Three species, common milkweed (Asclepias syriaca), swamp milkweed (A. incarnate), and butterfly weed (Asclepias syriaca), have particularly extensive ranges and are good choices in most regions (A. tuberosa). The latter two are exceedingly decorative and generally available through the nursery trade.

In a study of insulative characteristics, milkweed floss outperformed other materials in insulation, loft, and lumpiness, although it did best when mixed with down feathers. Bahria Town did not get the NOC necessary under Section 5 of the SBCO 1979 before initiating a massive marketing campaign for "Bahria Greens" on media for plot booking/sale, according to an SBCA deputy director (design and complaint) who filed comments.
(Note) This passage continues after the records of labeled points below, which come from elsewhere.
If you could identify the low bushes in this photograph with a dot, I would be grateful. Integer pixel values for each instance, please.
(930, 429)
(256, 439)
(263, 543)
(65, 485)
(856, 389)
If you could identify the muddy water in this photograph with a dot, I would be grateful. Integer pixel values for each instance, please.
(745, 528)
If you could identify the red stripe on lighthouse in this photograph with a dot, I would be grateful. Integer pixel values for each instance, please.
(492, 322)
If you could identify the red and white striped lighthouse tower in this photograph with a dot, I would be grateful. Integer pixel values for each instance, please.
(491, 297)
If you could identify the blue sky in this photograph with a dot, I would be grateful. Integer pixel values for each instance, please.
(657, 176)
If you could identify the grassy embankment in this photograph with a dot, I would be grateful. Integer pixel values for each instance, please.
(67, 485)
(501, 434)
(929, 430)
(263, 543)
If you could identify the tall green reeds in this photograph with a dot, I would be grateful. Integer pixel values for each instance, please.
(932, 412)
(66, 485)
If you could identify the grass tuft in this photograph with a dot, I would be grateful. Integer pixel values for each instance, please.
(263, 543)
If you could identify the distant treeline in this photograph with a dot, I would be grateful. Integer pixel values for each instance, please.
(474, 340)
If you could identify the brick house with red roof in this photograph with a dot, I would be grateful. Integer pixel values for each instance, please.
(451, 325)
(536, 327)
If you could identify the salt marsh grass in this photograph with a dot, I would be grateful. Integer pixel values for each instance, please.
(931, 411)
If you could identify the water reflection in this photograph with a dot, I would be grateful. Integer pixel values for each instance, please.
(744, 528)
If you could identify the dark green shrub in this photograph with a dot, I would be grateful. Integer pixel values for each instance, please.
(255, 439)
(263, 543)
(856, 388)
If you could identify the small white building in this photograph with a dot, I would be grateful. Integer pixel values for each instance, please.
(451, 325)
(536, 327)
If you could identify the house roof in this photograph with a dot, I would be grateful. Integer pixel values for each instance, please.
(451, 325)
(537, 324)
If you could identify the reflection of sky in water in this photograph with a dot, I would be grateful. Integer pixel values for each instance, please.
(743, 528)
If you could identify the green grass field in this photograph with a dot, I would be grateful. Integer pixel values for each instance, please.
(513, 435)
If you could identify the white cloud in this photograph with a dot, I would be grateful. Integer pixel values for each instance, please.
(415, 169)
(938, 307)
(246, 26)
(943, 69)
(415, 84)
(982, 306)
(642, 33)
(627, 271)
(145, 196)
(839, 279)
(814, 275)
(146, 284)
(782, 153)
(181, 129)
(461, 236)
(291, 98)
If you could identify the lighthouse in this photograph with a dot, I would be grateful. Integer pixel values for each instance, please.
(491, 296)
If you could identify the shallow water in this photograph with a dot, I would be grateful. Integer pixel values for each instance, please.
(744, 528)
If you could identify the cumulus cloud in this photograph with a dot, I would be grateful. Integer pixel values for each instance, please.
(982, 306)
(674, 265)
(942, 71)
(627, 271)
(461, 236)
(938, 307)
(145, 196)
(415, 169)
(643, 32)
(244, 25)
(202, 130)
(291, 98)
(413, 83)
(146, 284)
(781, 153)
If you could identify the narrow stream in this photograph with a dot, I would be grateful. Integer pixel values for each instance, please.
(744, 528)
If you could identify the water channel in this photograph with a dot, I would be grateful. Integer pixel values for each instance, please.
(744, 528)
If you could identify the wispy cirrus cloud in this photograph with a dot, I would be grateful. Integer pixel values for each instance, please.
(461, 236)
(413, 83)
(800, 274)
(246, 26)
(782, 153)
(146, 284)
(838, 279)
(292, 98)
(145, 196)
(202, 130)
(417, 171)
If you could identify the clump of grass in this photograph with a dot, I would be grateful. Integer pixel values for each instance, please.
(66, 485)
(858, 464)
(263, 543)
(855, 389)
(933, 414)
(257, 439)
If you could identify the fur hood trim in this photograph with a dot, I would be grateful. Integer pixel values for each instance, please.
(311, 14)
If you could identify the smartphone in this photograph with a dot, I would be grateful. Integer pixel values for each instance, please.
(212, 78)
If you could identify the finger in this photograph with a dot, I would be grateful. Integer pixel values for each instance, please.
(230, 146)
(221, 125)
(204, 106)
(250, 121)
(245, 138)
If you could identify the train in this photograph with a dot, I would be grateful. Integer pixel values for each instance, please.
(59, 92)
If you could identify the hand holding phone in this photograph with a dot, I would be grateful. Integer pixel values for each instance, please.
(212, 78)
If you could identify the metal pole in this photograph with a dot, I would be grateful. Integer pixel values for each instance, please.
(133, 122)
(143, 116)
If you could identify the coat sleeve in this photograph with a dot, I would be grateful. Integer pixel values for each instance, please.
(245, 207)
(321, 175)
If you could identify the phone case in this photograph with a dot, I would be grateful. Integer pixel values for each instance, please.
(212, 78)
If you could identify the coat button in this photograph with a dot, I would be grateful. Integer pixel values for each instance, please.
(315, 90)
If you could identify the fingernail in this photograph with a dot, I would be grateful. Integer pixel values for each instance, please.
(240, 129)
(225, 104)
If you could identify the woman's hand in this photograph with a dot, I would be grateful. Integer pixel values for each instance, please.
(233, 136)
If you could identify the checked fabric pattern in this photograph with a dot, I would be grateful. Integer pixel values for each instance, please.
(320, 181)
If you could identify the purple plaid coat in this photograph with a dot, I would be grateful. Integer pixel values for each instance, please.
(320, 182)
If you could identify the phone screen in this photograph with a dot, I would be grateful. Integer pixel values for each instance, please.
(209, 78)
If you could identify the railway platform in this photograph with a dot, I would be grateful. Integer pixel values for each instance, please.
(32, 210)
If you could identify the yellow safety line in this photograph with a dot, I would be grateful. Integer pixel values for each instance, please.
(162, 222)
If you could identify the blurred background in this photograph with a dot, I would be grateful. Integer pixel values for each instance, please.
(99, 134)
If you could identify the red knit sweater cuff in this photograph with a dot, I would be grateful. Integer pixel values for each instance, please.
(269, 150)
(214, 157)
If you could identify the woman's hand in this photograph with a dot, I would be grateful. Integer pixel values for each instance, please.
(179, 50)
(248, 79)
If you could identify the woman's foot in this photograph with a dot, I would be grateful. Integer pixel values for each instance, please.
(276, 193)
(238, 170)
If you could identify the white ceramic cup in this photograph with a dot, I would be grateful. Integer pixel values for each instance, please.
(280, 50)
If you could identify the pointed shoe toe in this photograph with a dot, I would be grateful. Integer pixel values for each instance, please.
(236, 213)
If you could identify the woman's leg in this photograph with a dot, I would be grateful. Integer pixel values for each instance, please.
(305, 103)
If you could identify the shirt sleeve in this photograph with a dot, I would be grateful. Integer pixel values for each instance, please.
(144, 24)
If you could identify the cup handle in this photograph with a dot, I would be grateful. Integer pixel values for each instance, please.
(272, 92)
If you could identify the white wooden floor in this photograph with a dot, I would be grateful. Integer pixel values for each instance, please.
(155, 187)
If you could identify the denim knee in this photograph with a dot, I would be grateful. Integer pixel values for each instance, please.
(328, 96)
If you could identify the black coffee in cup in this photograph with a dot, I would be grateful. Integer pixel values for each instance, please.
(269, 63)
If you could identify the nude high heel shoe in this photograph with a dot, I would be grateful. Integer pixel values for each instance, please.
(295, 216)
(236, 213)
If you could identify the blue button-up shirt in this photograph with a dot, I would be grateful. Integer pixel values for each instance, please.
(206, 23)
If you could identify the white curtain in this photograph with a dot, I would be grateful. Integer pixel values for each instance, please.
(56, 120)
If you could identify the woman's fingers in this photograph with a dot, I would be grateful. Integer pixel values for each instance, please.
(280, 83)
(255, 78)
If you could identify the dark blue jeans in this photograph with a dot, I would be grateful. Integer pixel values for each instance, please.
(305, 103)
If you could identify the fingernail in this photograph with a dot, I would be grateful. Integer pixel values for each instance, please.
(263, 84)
Asclepias is also known as "America's Silk," a strand of common milkweed (A. syriaca) found primarily in Saint Lawrence River Valley in Canada.


Height: 2 to 5 feet

Zones: 4-9

Bloom season: June - August

Bloom Color: Pink, White

Sun Exposure: Part shade, Full

Soil Type: Wet or dry

Shipped as: Bareroot

View AllClose

Additional Information

Planting Zones 4-9
$2.99 - Ships Now
View AllClose

1 Review

  • 4
    Milkweed Plant

    A good plant to grow near streams and ponds with full sun exposure. A lovely sight to watch when its full bloom.